La première interrogera sur "Le dollar, un roi menacé ?". Depuis la guerre en Ukraine et les sanctions financières contre la Russie, les BRICS ont multiplié les initiatives visant à s’émanciper du dollar. Pour certains, ces velléités vont au-delà de la simple volonté de se protéger d’un potentiel pouvoir coercitif que les Etats-Unis peuvent activer à tout moment : il s’agit de mettre fin à l’hégémonie internationale du dollar qui prévaut depuis plusieurs décennies ; et de bâtir un ordre monétaire et financier alternatif plus équilibré.
La seconde table ronde questionnera sur "L'Europe peut-elle à nouveau rattraper les Etats-Unis ?", avec ses handicaps que sont le vieillissement démographique, les faiblesses des gains de productivité, l'insuffisance de l'investissement en nouvelles technologies ou des dépenses de R&D, ou encore contraintes budgétaires qui limitent le soutien de l'Etat aux entreprises.
"La Chine et les Etats-Unis sont en train de devenir les leaders des nouvelles technologies et l'Europe est en train de se faire distancer."

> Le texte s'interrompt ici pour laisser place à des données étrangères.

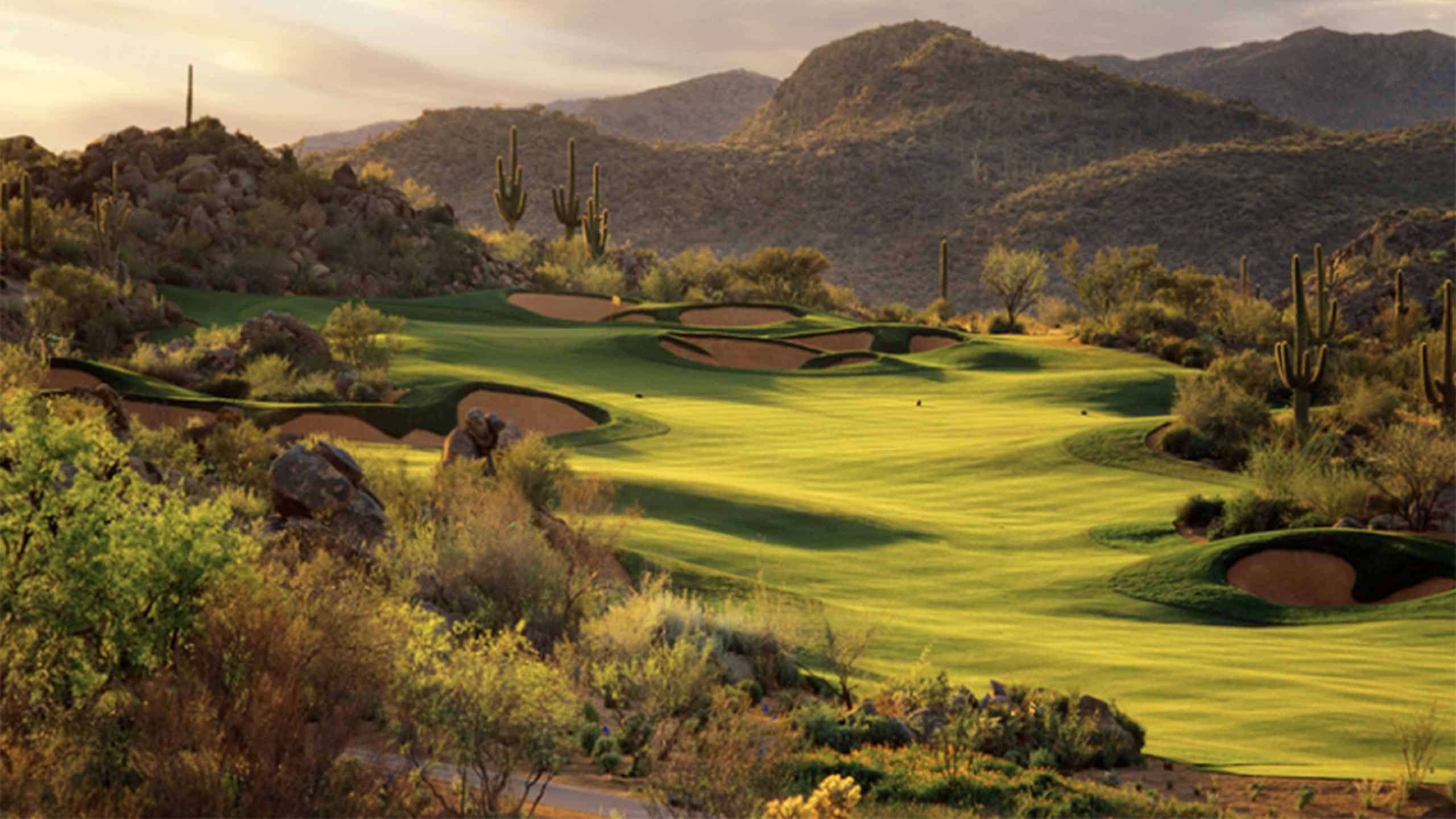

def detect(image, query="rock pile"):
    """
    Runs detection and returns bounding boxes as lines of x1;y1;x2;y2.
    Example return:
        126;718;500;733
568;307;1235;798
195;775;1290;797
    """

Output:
7;118;528;297
440;408;521;475
263;441;389;561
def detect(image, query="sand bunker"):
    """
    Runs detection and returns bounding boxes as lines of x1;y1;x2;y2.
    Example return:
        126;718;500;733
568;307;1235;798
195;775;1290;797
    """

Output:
910;334;959;353
822;355;875;370
793;329;875;353
507;293;636;322
663;335;818;370
1229;549;1456;606
679;308;796;326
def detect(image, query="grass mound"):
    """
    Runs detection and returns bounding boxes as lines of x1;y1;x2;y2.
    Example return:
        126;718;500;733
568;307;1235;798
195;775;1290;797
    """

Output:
1112;529;1456;625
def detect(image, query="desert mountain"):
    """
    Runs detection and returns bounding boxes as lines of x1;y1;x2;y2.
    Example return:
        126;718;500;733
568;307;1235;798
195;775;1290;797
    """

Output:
294;119;405;159
952;119;1456;295
1072;28;1456;130
568;68;779;143
333;22;1309;303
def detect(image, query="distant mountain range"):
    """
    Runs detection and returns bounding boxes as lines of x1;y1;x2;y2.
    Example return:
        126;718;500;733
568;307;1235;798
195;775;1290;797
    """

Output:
284;22;1456;308
1072;28;1456;130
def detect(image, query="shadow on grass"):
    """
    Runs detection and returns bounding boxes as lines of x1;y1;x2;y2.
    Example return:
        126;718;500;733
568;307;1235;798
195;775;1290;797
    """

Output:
617;481;932;551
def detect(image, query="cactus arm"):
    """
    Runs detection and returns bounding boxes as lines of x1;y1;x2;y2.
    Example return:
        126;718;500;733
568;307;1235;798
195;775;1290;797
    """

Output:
941;239;951;299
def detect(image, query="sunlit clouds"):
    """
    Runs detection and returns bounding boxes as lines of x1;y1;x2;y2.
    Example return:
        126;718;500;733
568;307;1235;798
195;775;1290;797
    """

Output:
0;0;1456;150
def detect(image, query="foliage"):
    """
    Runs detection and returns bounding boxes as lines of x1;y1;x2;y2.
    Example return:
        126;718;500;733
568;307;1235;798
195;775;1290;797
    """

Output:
981;245;1047;325
323;301;405;369
0;389;252;752
1362;421;1456;532
763;774;861;819
393;614;581;816
648;689;795;817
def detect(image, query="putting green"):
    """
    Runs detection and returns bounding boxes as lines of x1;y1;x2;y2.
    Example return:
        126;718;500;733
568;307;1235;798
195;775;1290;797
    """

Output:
156;288;1456;781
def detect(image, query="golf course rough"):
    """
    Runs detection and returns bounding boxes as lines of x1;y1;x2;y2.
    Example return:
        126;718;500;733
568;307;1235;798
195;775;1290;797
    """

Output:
125;287;1456;781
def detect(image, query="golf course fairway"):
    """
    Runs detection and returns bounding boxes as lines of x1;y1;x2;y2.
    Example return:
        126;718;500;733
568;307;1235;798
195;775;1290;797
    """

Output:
154;288;1456;783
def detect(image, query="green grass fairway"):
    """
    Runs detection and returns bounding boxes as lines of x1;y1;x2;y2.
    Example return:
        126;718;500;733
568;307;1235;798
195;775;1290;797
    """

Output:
150;288;1456;783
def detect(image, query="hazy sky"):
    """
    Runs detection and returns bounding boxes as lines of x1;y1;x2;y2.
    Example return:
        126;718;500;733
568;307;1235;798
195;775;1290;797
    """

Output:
0;0;1456;150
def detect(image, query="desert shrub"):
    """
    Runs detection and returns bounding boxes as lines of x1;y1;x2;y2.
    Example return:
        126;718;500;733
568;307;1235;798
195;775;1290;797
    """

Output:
243;353;299;401
648;691;795;816
0;389;257;799
1173;494;1223;526
1207;350;1289;401
763;774;861;819
323;301;405;369
200;420;278;493
871;301;915;324
734;248;830;306
0;334;51;395
1360;421;1456;532
1035;296;1082;328
28;264;128;354
120;557;393;816
1172;376;1269;453
1209;491;1300;541
393;617;581;816
1335;379;1401;430
638;265;687;301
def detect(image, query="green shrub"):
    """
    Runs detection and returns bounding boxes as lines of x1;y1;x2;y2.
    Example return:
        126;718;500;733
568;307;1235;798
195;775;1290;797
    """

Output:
1173;494;1225;526
243;353;299;401
323;301;405;370
1209;491;1299;541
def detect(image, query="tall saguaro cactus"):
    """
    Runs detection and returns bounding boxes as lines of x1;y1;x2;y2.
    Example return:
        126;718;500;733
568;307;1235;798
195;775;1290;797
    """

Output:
551;138;581;242
20;172;35;254
941;239;951;300
92;162;131;278
581;162;607;259
1310;245;1339;344
495;125;526;233
1421;278;1456;424
1274;253;1329;433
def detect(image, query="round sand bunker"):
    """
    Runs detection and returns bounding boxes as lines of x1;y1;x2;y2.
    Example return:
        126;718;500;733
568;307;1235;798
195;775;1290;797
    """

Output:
1227;549;1456;606
663;335;820;370
679;306;796;326
507;293;636;322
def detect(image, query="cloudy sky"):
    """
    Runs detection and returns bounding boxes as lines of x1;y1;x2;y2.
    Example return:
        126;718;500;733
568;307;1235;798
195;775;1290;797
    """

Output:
0;0;1456;150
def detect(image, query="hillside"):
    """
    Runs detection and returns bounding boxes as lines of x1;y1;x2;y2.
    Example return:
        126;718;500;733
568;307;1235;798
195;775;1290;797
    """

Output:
568;68;779;143
1072;28;1456;130
332;23;1305;303
954;119;1456;293
294;119;405;159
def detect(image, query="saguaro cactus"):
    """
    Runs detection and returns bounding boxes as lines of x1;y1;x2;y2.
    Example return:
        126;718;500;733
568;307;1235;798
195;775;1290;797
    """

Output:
92;162;131;278
495;125;526;233
1421;278;1456;424
581;162;607;259
941;239;951;300
551;138;581;242
1310;245;1339;344
1274;253;1329;433
20;172;35;254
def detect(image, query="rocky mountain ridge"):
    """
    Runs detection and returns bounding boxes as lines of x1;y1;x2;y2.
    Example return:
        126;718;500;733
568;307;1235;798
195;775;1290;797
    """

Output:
1072;28;1456;130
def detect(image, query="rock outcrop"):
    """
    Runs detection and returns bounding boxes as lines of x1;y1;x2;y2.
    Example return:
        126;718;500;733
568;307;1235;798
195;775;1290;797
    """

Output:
263;441;389;561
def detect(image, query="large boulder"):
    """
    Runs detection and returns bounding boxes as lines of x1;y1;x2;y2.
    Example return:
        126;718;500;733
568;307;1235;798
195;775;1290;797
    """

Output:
265;441;389;560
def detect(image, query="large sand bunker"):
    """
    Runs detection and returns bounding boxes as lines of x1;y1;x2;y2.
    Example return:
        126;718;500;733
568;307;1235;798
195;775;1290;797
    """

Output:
679;306;796;326
910;332;959;353
507;293;636;322
1227;549;1456;606
793;329;875;353
663;335;820;370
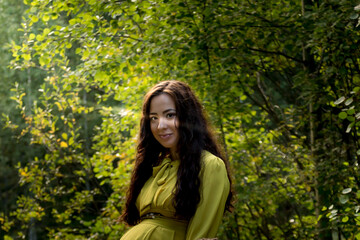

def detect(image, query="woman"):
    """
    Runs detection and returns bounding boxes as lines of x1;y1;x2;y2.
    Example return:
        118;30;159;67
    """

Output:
121;81;232;240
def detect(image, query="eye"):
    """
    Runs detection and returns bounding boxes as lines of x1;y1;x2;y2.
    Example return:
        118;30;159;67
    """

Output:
166;113;176;118
150;116;157;122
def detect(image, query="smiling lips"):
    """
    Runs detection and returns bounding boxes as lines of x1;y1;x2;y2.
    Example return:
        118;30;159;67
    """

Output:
159;133;172;139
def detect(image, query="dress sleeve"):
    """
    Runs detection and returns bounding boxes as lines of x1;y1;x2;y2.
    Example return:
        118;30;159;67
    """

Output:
186;154;230;240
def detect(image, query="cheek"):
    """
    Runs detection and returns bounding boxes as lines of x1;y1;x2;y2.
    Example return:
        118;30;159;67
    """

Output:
150;123;156;135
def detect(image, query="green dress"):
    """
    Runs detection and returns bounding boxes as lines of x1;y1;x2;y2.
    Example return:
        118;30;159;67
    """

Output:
121;151;230;240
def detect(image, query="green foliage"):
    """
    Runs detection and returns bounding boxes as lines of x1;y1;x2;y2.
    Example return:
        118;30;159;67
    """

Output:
0;0;360;239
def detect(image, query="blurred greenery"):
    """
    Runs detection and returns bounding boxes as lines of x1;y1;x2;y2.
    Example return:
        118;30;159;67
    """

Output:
0;0;360;240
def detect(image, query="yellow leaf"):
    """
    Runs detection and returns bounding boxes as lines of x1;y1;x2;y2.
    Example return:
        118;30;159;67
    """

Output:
60;142;68;148
61;133;67;140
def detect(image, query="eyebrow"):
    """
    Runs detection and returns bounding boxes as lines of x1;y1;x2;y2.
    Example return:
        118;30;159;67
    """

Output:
149;108;176;115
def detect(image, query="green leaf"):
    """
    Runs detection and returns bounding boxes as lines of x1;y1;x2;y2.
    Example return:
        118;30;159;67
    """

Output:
345;98;353;106
339;195;349;204
334;96;345;105
42;15;50;22
339;112;347;119
350;13;359;20
346;108;355;115
341;188;352;194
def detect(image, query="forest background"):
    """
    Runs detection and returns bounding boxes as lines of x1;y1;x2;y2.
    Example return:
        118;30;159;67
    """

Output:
0;0;360;240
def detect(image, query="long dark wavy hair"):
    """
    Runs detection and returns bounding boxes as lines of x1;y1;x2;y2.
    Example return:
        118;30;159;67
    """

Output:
122;80;233;226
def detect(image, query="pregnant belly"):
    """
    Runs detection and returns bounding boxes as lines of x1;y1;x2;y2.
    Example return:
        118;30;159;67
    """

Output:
121;217;187;240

Pour Pascal Le Merrer, professeur d'économie à l'Ecole normale supérieure de Lyon et directeur général-fondateur des Journées de l'économie, l'Europe doit avoir "une ambition réelle". "Je ne pense pas que l'Europe puisse compter beaucoup sur les États-Unis. Il y a une tendance protectionniste qui va exister. Ce qui est clair aujourd'hui, c'est que les Européens aient une ambition réelle. Les deux rapports qui sont récemment parus, l'un rédigé par Enrico Letta (ancien président du Conseil italien, NdlR : ) et un autre par Mario Draghi (ex-président de la Banque centrale européenne, NdlR) disent qu'il faut faire plus qu'un grand marché unique, et qu'il faut absolument qu'on soit présent dans les nouvelles technologies. On n'arrête pas de nous parler de l'intelligence artificielle : ce qui est très inquiétant, c'est qu'on a deux grandes puissances, la Chine et les Etats-Unis, qui sont en train de devenir les leaders de ces nouvelles technologies et l'Europe est en train de se faire distancer. On fait moins de gains de productivité que ces économies, on est en train de s'appauvrir, et à la fin, on va être dépendant de ces technologies. Ce sont des pays qui utilisent ces technologies au niveau militaire. Ce serait quand même terrible, après le projet de Jean Monnet de faire de l'Europe un ensemble de pays qui privilégient la paix, d'être dans cette situation d'affaiblissement."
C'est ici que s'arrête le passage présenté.